## Saturday, February 19, 2011

### Regression to the Mean

My wife and I bought a Wii this past christmas. We only have the few games it came with, and the Wii Fit. For those of you unfamiliar with it, it's a set of games and exercise routines - most of which take place on a balance board, which measures your center of balance, weight, etc. It also includes a "Wii Fit Age," which, by some calculus of body mass index combined with your reaction time, accuracy, stability, etc. indicates your overall body/mind age.

Doing well on the tests (by keeping still and balanced on one foot, or moving the little ball with your center of balance to a specific point, or whatever) results in a lower age score. I have no idea how these things are calculated - although you can generally figure out how to do well on each of the tests through feedback during the test and iteratively over the course of several tests. It's important to realize that these tests are not found anywhere else in the Wii Fit programs. The only time you see them is by calculating your Wii Age. So you can't go and practice all the tests outside of class.

The graph below shows the results for my "Wii Age" over the past two months. The vertical axis represents the difference between the calculated age and my real age. The horizontal axis represents each test from the first to the most recent (roughly comparable to time).

There are a few things you can see in the above data. First, The result of any one test is quite different from another - especially at the beginning. The variability in the results is less as time goes on. The other observation to make is the maximum calculated age decreases, but the minimum age doesn't change much. Also, most of the scores are a little less than my calendric age - I don't know how the programmers decided what a person of my age should do on these tests, but whatever that is, I'm doing a little better. (Go me, eh?)

This is a good, everyday example of what's referred to as "Regression to the Mean." That's to say that there's some average or mean score that represents what I will most likely get. However, each test is different for each trial so there is a chance that any particular test will have tasks that I am good at or ones that, for whatever reason, I have trouble with (tests do reappear, but there appears to be some random-like possibility of any particular test showing up).

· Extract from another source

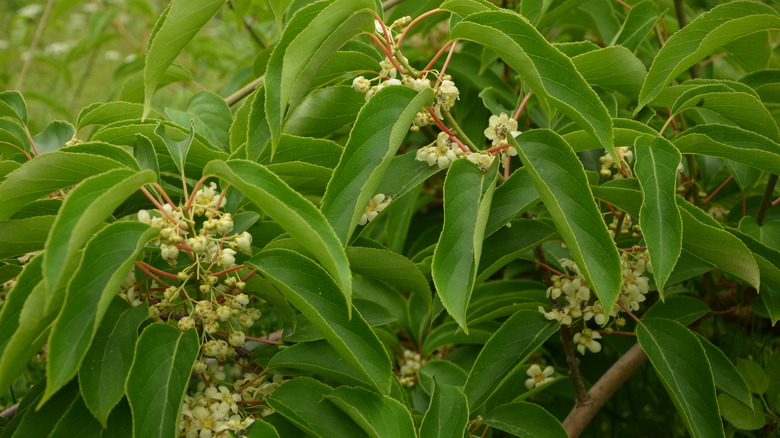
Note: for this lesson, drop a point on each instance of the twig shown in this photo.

Early on, I would find that some tests were very easy and I scored very highly (low age), while other tests were very hard to figure out and I scored very low (higher age). But over time, the poor performances improved because of practice (practice also comes from doing the other games and exercises, to be sure). As a result of improving my "worst" performances, the "mean age" also improves - but with such a small sample size it's hard to say if you can estimate my "true" mean age from these results. There are several variables at work here. The difficulty of any individual test, my level of proficiency with any particular aspect of each test, and that I have been learning the skills required to "pass" each test (balance, timing, etc). I would be wrong to say that any one point reflects my true abilities. A poor result does not imply I am getting worse. A really good result does not imply that I am dramatically improving.

Perhaps, to create a hypothetical analogy to life, I was told that by eating saltine crackers right before the test, I could boost my performance. After a bad test, I may want to eat crackers before the next one. And upon doing better, I would feel that the crackers helped. After a good score, I wouldn't have need for crackers - but doing poorly again might convince me to eat crackers again before the next test. And so on. Replace "Wii Fit" with illness ( your choice) and "crackers" with remedy (again, your choice) and you can begin to see the difficulty with ascertaining the efficacy of a medical treatment. Sick people have good times and bad. If they only take a remedy when feeling bad, they might start believing that the treatment works. When in actuality, the change in results from regression towards the mean might be the only actual effect at work.

Apply this to sports. A terrific rookie season will be hard to follow-up. The game changes, the rules change, and the player may not have as strong a sophomore year (a "Sophomore Slump" as it were). This is probably the reason behind the so-called "Sports Illustrated Jinx." An athlete usually gets on the cover as a result of an outstanding performance. They get on the cover, but there is little room for improvement - regression to the mean ability is likely.

Politics, too. Any political "mandate" cited by an elected official may be completely wrong. These mandates may be nothing more than swings from one side of the political spectrum to the other. There is no mandate - just people wanting something different from what was. WIth a two-party, either or system it's not hard to get that result. The true political zeitgeist may lie somewhere center of the politician. The politician may, after facing opposition, cite some "silent majority" that supports the extreme positions and created said mandate. But this is just imagineering.